Taiwan: GDP growth is expected to have remained stable at 1.7% YoY in 2Q. The contraction in exports moderated somewhat last quarter, thanks to rising shipments to the US. Investment growth remained strong, as evidenced by the high-frequency indicators like capital goods imports and building permits granted for construction. Consumption growth appeared stable, with the gains in retail sales offsetting the decline in consumer confidence. Overall, it seems that the economy has avoided further deterioration in 2Q despite the challenging global environment, thanks to the trade diversion effect of US-China trade war and investment repatriation by Taiwanese firms based in China. We are maintaining our full-year GDP growth forecast at 1.9%.
South Korea: Exports are projected to contract -11.9% YoY in July, still a sharp pace compared to -13.7% in June. The rise in exports to the US market (trade diversion effect of the US-China trade war) has not been enough to offset the decline in exports to China so far this year.
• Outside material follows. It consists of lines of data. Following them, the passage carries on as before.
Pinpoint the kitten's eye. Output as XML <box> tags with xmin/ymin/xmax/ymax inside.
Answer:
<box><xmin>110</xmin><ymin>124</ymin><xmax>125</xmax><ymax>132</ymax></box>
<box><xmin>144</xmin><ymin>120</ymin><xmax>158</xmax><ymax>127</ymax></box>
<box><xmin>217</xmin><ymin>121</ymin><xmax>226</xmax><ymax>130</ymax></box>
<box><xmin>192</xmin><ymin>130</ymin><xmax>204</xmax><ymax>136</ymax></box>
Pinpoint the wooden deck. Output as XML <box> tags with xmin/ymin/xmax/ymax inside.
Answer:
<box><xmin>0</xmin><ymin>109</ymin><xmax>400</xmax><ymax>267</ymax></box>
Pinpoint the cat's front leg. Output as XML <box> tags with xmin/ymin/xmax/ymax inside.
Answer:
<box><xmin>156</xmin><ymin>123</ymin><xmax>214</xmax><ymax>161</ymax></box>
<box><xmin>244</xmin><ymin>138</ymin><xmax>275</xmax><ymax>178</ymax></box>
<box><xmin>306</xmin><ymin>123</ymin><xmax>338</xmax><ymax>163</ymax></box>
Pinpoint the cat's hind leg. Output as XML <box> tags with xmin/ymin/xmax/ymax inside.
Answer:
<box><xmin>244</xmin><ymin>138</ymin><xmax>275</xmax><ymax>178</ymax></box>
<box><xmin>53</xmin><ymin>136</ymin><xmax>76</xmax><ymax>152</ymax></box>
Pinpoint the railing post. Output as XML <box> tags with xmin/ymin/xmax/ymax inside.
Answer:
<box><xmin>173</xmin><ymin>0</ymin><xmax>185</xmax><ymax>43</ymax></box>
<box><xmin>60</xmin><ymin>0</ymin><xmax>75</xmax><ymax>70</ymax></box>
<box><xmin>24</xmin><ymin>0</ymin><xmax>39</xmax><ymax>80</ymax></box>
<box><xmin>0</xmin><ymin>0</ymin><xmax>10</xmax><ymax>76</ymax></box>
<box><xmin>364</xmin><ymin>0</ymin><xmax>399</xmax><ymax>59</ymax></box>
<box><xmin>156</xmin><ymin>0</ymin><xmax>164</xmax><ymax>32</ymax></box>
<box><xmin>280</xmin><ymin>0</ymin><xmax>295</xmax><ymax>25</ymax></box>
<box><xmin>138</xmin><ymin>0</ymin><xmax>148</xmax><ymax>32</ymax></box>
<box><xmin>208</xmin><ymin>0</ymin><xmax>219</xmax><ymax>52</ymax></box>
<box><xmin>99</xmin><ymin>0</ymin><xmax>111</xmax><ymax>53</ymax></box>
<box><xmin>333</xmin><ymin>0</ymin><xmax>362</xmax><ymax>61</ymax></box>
Meanwhile, Japan’s recent curb of high-tech exports to South Korea presents new headwinds. The disruption impact on South Korea’s semiconductor production and shipments is expected to emerge as soon as July. On the prices front, CPI inflation is forecasted to rise to 1.1% in July from 0.7% in June, but mainly due to the temporary low base effect. CPI numbers are expected to fall back to around 0.5% from August onwards, creating the room for the Bank of Korea to cut rates by another 25bps towards the end of this year.
Thailand: July inflation is expected to stay benign and below the BOT’s 1-4% target range. We look for headline CPI to ease to 0.8% YoY from 0.9% month before, as components outside of food remain weak. Domestic fuel prices are down on the year, which in turn is weighing on the Transport & Communication segment. The latter was the biggest drag on the headline in June, with further decline here and unfavourable base effects to keep overall inflation in check. The central bank is fixated on the exchange rate rather than the inflationary trends, as the THB maintains its spot as the regional outperformer with YTD gains of over 5%/ USD. Apart from the disinflationary impact, a strong currency hurts trade competitiveness in midst of an already challenging regional trade outlook.